Virus Res. 1992 Dec;26(3):213-29. doi: 10.1016/0168-1702(92)90014-z.
We have constructed recombinant baculoviruses and vaccinia viruses containing cloned DNA, encoding either the envelope protein alone or all of the structural proteins (core, membrane and envelope) of louping ill virus. Glycosylated viral envelope protein, presented both inside and on the surface of insect and mammalian cells, was expressed by all four recombinant viruses. Differences in antigenic presentation of the envelope protein were observed between the envelope protein and structural protein constructs as well as between the insect and mammalian cell expression systems. Despite the expression of epitopes known to elicit neutralizing and protective antibodies when present in authentic antigen, the recombinant envelope protein expressed by either vector failed to induce, in mice or rabbits, either neutralizing or protective antibodies against louping ill virus.
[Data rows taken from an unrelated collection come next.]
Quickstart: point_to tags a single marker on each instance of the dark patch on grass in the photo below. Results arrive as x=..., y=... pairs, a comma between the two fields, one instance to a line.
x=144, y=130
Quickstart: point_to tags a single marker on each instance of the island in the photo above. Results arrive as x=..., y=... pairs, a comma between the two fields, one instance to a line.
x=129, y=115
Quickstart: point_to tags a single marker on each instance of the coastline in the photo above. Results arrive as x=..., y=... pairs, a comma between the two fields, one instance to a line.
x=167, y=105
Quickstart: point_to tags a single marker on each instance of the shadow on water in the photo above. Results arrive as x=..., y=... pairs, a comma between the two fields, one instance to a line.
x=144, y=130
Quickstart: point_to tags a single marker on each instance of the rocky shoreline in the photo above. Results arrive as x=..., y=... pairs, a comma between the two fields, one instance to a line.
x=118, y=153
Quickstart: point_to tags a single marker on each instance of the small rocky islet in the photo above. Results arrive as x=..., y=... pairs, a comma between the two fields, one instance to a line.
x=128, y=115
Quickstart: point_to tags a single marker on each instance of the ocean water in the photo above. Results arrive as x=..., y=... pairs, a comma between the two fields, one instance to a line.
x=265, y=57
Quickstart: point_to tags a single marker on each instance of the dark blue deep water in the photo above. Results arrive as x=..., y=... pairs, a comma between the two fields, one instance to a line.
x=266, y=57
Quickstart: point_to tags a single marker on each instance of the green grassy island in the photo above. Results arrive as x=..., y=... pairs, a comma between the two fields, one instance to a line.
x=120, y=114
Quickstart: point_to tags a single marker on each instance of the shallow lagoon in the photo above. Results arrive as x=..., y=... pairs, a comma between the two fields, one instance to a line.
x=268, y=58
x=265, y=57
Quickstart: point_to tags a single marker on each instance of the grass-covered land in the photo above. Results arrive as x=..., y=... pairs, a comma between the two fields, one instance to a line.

我们构建了重组杆状病毒和痘苗病毒,这些病毒含有克隆的DNA,其编码的要么是单独的包膜蛋白,要么是跳跃病病毒的所有结构蛋白(核心、膜和包膜)。所有四种重组病毒均表达了糖基化的病毒包膜蛋白,该蛋白在昆虫细胞和哺乳动物细胞内部及表面均有呈现。在包膜蛋白构建体与结构蛋白构建体之间以及昆虫细胞和哺乳动物细胞表达系统之间,观察到了包膜蛋白抗原呈递的差异。尽管在真实抗原中存在时已知能引发中和性和保护性抗体的表位得到了表达,但由任一载体表达的重组包膜蛋白在小鼠或兔子体内均未能诱导出针对跳跃病病毒的中和性或保护性抗体。